折角育った植物は枯れ、動物達も次々に死に絶えてゆきました。

「このままでは私達も死んでしまう」

そう考えたアクハトは、“世界の果て”へと旅に出ることにしました。

世界の果て”には時空のはざまと呼ばれる扉があり、そこから宇宙の外にいる神さまに悪魔を倒す方法を教えてもらうことにしたのです。

アクハトは妻と子供達に、必ず帰ると約束すると、暗闇の中を歩きだしました。

 

沢山の山と沢山の谷を越えて、アクハトはついに“世界の果て”にたどり着きました。

「神よ、聞えますか? あなたによって産みだされた私たちは、いま悪魔によって滅ぼされようとしています。父親は我が子を守る者。どうかあなたの子供である私たちをお守り下さい。悪魔に打ち勝つ力をお与え下さい」

アクハトがそう夜空に叫ぶと、空の一郭がきらきらと輝き始めました。アクハトが驚いて見ていると、それは光の弾丸のように走り、アクハトの隣に落ちてきました。そしてその光は、段々と形を変え、あっという間にアクハトの末の息子に変わったのです。

「お父さん。僕はついさっき神さまに会いました。神さまは『おまえに力をあげよう。その力で家族を助けてあげなさい』そうおっしゃって僕の両手を握られたのです」

末息子は自分の両手を父親に差し出しました。少年の両の手はきらきらと輝き、アクハトが握ると、その光はゆっくりと消えました。

「さぁ帰りましょう、お父さん。それから、帰り道で最初に見つけた木の枝を持ってゆく事にしましょう」

 

アクハトと末息子は“世界の果て”を後にしました。途中息子の言った通り、砂地から顔を出していた枯れかけた木を見つけたので、その枝を持ち帰りました。

家に帰ると、妻のイナンナは目の前から突然消えた末息子が父親とともに帰って来た事に大層驚きましたが、訳を聞いて神さまのなさる事に感謝しました。

末息子は、さっそく持ち帰った木の枝を使って、粗末な弓を作り上げました。そしてその弓をアクハトに手渡しました。

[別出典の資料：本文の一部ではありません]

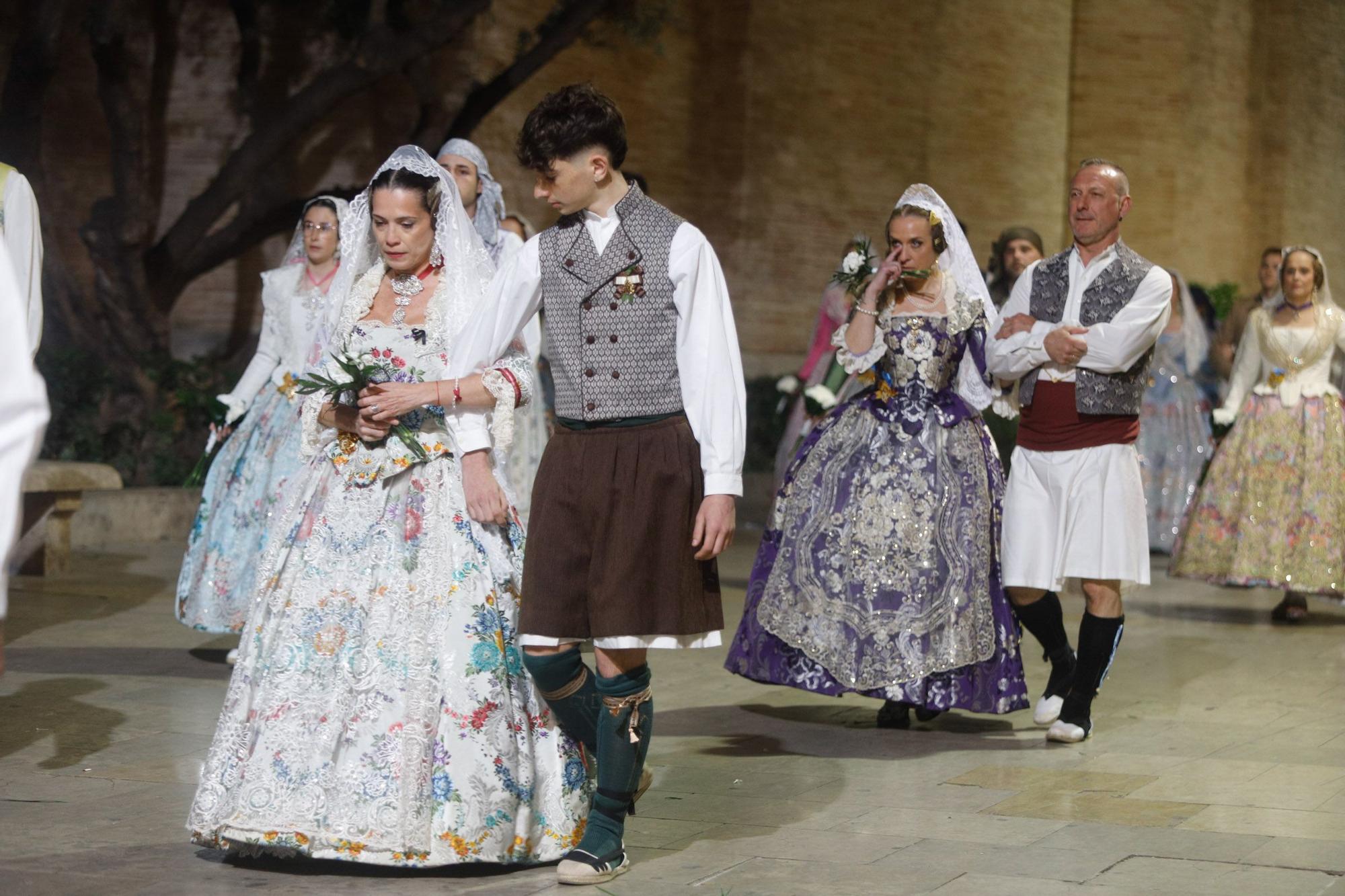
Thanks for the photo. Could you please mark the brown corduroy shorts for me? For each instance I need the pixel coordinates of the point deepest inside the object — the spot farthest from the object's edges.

こんなもので悪魔を倒せるのだろうか、とアクハトは考えました。しかし神さまのお告げと、イナンナに励まされ彼は家族を守る為、悪魔の砦へと向かったのです。

 

悪魔は砦の中で休んでいました。アクハトはそっと近づき、弓を構え悪魔の眉間に矢を打ち込みました。

ねらいは少しそれて悪魔の右目に当たりました。

すさまじい痛みに目を覚ました悪魔は、アクハトを見つけると鋭い爪の付いた手を彼めがけて振り降ろしました。

その時心配してこっそり夫のあとをつけてきたイナンナが彼をかばい、悪魔の爪を受けてしまったのです。

アクハトは再び弓に矢をつがえました。

今度は狙いどうり悪魔の眉間をとらえ、悪魔はその巨体を倒すとそのまま動かなくなりました。

 

アクハトは倒れたイナンナを抱き上げ、彼女に話しかけました。

「悪魔は倒れた。もう何も心配しなくていいのだから、どうか元気になっておくれ」

「いいえ、私はもう駄目でしょう。けれど悲しまないでください。この身体がなくなっても、私はこの星の大地となって、いつまでもあなた達を守っています」

イナンナはそう言うと両の目から涙を流し、瞼を閉じました。彼女が流した涙は青い石となって地面に転がり、アクハトの腕の中のイナンナの身体は砂となって大地に溶けていったのです。

 

両親の後を追いかけてきた子供達は、倒れた悪魔と立ち尽くす父親の様子に驚きました。

アクハトは一番上の子供を呼ぶと、地面に落ちた青い石を拾うようにと命じました。

子供がその石を拾うと、彼の闇色の瞳がみるみるうちに深い蒼色に変わったではありませんか。

「この石はお母さんの涙。大地が流した慈悲の雨だ。そしておまえはそれを受け継いで生きていかなければならないよ。この星の主。慈悲の瞳を持つ正当な後継者として」

そして末息子を呼ぶと二人の手をしっかりと握らせたのです。

「おまえは神の手を持つ者。神から授かったその力をこの星の為に使うのだよ。兄弟、力を合わせて」

そして彼が作った弓を末息子に返すと、アクハトは子供達に別れを告げ“世界の果て”に行くことにしました。

 

アクハトは“世界の果て”にたどり着くと、再び空に話しかけました。

「神よ、聞えていますか? イナンナが大地となってこの星を守るのならば、私は太陽となってこの星を見守ってゆこうと思います。再び悪魔が目覚めぬように」

神さまは彼の願いを聞き届けました。そして彼を天にあげ、太陽に変えたのです。

それ以来、悪魔は再び目覚めることなく、アクハトの子供達はこの星に沢山の命を産みだしました。

 

アクハトの一番上の子供は王となり、この星を治めました。

アクハトの末の息子は“神の職人”コシャルハシスと呼ばれ、兄を影から支えました。

そして悪魔を倒した弓“アクハトの弓”はコシャルハシスの造る武器“ジャウン”と呼ばれ、正統な王のみが扱える武器として神殿に祭られることになったのです。